Open aroman opened 6 years ago

aroman commented 6 years ago

Hi,

First of all thanks for this great library! I tried both the direct-to-board approach and the I2CBACKPACK approach. For single-pixel updates, or static displays, both work great. But for changing an entire strip of pixels (82, in my case), such as the "dynamic rainbow" example, both approaches slow to a crawl, and the framerate is barely 1FPS. I thought this was what I2CBACKPACK was supposed to enable, but for some reason it isn't working that way for me.

It seems like the big issue is the actual transmission/processing of the firmata commands on the main board. The RX light is constantly-on, and i can't even close the program with ctrl+C. It just prints 1518894452559 Board Closing. over and over until I kill the process. This behavior only happens with very fast refresh rates changing many pixels at a time.

Is the kind of operation/performance I'm trying to achieve simply not possible given the messaging overhead of FIRMATA?

aroman commented 6 years ago

Update for others wondering the same things: #4 has a ton of great information by @ajfisher. I'm keeping this bug open though as I do not understand why I2CBACKPACK is slower.

ajfisher commented 6 years ago

Can you post your code and I can have a look at it. You should be getting faster performance than this.

On Sun, Feb 18, 2018, 07:16 Avi Romanoff notifications@github.com wrote:

Update for others wondering the same things: #4 https://github.com/ajfisher/node-pixel/issues/4 has a ton of great information by @ajfisher https://github.com/ajfisher. I'm keeping this bug open though as I do not understand why I2CBACKPACK is slower.

— You are receiving this because you were mentioned.

Reply to this email directly, view it on GitHub https://github.com/ajfisher/node-pixel/issues/119#issuecomment-366468395, or mute the thread https://github.com/notifications/unsubscribe-auth/AAHRoxWMS1QdJ97AzAgidikWXXNQ3boqks5tVzOogaJpZM4SJbay .

aroman commented 6 years ago

Thanks for the quick reply. The code I was running was your dynamic rainbow example, but with the following changes:

    strip = new pixel.Strip({
        data: 5,
        length: 82, // number of pixels in the strip.
        board: this,
        controller: "I2CBACKPACK",
        gamma: 2.8,
    });

(In fact, I've been using your strip.shift function to achieve a similarly pleasing effect with way less data, and that works fine. So I'm no longer blocked on this, but I still cant get the original example to run with >30 length)

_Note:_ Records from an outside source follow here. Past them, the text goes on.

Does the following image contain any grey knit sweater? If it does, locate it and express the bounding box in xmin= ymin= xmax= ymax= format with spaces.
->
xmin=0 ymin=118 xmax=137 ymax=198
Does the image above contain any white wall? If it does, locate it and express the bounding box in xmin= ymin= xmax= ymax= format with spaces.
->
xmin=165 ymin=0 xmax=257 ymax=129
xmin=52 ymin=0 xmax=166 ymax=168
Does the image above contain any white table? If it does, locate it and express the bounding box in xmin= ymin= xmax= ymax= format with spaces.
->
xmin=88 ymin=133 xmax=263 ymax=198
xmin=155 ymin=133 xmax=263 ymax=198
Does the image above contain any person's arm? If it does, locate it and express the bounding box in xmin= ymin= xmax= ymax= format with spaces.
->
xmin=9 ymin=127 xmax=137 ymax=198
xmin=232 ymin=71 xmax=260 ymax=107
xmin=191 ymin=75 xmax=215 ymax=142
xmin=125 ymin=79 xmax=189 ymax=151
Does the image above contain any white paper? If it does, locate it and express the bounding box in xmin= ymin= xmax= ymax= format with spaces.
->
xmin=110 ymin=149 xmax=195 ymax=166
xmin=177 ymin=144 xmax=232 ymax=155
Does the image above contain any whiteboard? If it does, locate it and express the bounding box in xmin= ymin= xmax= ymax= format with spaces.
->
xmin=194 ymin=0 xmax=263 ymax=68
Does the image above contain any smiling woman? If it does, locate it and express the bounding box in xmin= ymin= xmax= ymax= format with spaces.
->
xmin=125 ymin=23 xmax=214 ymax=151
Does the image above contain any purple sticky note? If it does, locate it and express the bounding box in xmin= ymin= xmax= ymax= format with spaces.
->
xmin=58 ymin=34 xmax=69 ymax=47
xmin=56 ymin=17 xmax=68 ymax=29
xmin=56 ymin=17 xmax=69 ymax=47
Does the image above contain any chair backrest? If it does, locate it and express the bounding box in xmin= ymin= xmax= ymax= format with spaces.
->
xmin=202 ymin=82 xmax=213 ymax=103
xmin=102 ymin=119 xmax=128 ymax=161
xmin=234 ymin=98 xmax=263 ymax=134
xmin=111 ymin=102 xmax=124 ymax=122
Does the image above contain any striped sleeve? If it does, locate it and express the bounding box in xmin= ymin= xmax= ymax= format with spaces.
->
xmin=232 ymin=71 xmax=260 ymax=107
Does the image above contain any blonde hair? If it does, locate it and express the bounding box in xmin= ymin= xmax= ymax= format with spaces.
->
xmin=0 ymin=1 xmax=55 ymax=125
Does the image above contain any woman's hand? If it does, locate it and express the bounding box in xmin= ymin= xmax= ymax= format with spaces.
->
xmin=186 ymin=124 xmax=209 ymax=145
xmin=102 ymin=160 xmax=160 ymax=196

aroman commented 6 years ago

Another issue (I can file a separate issue if you'd like) is the inability to SIGINT out of the process while it's driving a lot of LEDs (length ~30+) in that example. I have to SIGKILL/SIGTERM which is unfortunate because it causes a messy exit and sometimes has a hard time starting again (need to re-plug the USB cable).

screen shot 2018-02-19 at 12 42 04 pm
aroman commented 6 years ago

Lastly, I should say that I've had to install the firmware on the board via

interchange install git+https://github.com/ajfisher/node-pixel -a nano --firmata,

NOT via

interchange install git+https://github.com/ajfisher/node-pixel -a nano, since this fails with the issue in #93.

Perhaps this is part of the issue? To be sure, the first/main arduino is able to control the lights directly if I say controller: FIRMATA, or via the second board over I2C if I say controller: I2CBACKPACK.